The Australian Competition and Consumer Commission - which has now instituted Federal Court proceedings against Australia’s largest telco - said in a statement on Thursday that Telstra has admitted it breached Australian Consumer Law and acted unconscionably when sales staff at five licensed Telstra-branded stores signed up 108 Indigenous consumers to multiple post-paid mobile contracts which they did not understand and could not afford between January 2016 to August 2018.
In each case, these contracts were entered into with individual consumers on a single day when they visited a store, the ACCC notes.
The ACCC said Telstra has admitted that staff at five stores in the Northern Territory, South Australia and Western Australia used unfair selling tactics and took advantage of a substantially stronger bargaining position when selling post-paid mobile products on behalf of Telstra.
“Many of the consumers spoke English as a second or third language, had difficulties understanding Telstra’s written contracts, and many were unemployed and relied on government benefits or pensions as the primary source of their limited income. Some lived in remote areas where Telstra provided the only mobile network,” the ACCC said in its statement.
“In some cases, sales staff at the Telstra licensed stores did not provide a full and proper explanation of consumer’s financial exposure under the contracts and, in some cases, falsely represented that consumers were receiving products for 'free'.
“In many instances, sales staff also manipulated credit assessments, so consumers who otherwise may have failed its credit assessment could enter into post-paid mobile contracts. This included falsely indicating that a consumer was employed.”
The ACCC says Telstra’s board and senior executives were unaware of the improper sales practices when they occurred, and Telstra has acknowledged that it had no effective systems in place to detect or prevent this type of conduct.
“Telstra has agreed to the filing of consent orders and joint submissions in Court in support of penalties totalling $50 million being imposed by the Court. It is a matter for the Court to decide whether these penalties are appropriate.”
“This case exposes extremely serious conduct which exploited social, language, literacy and cultural vulnerabilities of these Indigenous consumers,” ACCC Chair Rod Sims said.
“Even though Telstra became increasingly aware of elements of the improper practices by sales staff at Telstra licensed stores over time, it failed to act quickly enough to stop it, and these practices continued and caused further, serious and avoidable financial hardship to Indigenous consumers.”
The ACCC says that the average debt per consumer was more than $7400. and the improper sales practices caused many of the affected consumers severe personal financial hardship and great distress - and Telstra referred some unpaid debts to debt collectors, which had the potential to cause those consumers to feel further personal and cultural shame and embarrassment.
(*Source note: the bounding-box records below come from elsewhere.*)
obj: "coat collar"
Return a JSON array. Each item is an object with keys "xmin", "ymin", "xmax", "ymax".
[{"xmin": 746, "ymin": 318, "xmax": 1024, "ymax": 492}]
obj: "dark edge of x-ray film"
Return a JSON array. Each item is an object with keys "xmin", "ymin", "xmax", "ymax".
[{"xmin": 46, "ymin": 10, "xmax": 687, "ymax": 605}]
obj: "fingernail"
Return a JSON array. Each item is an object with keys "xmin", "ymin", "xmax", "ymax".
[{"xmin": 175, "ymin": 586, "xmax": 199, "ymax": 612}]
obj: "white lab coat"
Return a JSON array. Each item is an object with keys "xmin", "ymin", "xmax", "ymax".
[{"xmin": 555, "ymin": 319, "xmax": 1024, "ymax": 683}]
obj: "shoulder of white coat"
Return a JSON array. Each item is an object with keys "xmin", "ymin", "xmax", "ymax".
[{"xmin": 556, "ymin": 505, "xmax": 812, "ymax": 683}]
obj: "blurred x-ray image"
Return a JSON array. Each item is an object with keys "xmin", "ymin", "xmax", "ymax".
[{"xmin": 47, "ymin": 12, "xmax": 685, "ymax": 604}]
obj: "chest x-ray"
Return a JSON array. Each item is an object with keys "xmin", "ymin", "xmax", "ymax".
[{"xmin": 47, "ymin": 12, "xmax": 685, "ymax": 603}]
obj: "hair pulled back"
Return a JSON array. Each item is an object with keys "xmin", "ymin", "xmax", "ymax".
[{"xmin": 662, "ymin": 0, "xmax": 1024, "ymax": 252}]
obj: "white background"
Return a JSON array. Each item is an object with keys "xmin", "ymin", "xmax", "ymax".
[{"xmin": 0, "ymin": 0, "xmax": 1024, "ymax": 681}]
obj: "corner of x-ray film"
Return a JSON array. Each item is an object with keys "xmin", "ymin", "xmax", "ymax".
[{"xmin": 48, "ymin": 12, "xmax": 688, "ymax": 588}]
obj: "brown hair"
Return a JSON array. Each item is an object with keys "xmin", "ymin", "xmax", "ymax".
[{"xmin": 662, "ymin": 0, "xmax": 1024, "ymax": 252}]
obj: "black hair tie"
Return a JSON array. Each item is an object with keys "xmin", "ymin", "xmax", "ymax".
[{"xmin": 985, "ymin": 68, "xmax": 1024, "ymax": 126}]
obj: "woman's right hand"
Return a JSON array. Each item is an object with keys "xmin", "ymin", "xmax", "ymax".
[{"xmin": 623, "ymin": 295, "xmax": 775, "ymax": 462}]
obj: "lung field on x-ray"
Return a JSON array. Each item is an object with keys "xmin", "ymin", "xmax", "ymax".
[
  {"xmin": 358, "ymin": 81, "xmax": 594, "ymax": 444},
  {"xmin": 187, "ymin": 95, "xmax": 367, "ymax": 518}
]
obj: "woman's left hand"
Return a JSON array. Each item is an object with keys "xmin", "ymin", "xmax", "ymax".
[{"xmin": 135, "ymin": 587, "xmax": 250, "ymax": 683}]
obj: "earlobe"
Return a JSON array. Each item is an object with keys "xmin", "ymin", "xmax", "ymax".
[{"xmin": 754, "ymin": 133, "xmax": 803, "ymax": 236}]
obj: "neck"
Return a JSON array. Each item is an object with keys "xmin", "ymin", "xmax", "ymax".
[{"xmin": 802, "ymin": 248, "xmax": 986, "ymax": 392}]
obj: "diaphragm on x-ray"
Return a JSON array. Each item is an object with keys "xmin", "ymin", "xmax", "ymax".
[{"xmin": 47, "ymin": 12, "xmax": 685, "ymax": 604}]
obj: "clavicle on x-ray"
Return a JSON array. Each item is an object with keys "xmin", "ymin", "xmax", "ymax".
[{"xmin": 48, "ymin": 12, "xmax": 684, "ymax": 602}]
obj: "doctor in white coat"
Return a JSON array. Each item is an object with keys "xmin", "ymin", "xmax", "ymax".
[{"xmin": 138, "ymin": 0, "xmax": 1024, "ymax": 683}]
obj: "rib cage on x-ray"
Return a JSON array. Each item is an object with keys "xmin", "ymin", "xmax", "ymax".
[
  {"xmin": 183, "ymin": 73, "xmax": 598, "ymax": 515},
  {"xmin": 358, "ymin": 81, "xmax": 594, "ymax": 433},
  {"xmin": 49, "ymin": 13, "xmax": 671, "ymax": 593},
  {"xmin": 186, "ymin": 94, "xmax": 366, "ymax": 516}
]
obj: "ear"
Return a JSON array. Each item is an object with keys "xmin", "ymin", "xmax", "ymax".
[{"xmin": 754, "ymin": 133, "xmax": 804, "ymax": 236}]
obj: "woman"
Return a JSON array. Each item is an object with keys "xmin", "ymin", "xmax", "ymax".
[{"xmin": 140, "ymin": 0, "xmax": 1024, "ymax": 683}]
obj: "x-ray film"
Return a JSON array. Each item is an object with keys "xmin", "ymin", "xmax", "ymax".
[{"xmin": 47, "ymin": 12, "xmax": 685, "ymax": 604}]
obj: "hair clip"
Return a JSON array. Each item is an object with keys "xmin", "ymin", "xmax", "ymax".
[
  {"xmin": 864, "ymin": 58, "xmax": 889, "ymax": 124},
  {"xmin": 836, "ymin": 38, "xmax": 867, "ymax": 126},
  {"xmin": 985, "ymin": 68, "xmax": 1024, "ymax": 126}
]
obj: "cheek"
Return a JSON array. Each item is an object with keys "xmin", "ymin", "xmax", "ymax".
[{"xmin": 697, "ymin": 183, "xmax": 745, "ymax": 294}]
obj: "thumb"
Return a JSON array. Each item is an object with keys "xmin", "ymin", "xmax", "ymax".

“These debts significantly impacted the affected individuals. For example, one consumer had a debt of over $19,000; another experienced extreme anxiety worrying they would go to jail if they didn’t pay; and yet another used money withdrawn from their superannuation towards paying their Telstra debt,” Sims said.
The ACCC says the Federal Court will decide at a later date whether the orders sought are appropriate and, if imposed by the Court, the penalties would be the second highest total penalties ever imposed under Australian Consumer Law.
Sims says Telstra has since taken steps to waive the debts, refund money paid and put in place steps to reduce the risk of similar conduct in the future.
In addition to the remedies to be determined by the Court, the ACCC has accepted a court-enforceable undertaking from Telstra in which Telstra undertakes to provide remediation to affected consumers, improve its existing compliance program, review and expand its Indigenous telephone hotline and enhance its digital literacy program for consumers in certain remote areas.
“Telstra is Australia’s largest telecommunications provider. It has clearly failed to meet community expectations for appropriate business behaviour,” Sims said.
“This case is a reminder to all businesses to ensure that they comply with Australian Consumer Law in their dealings with all consumers, especially vulnerable consumers in regional or remote communities.”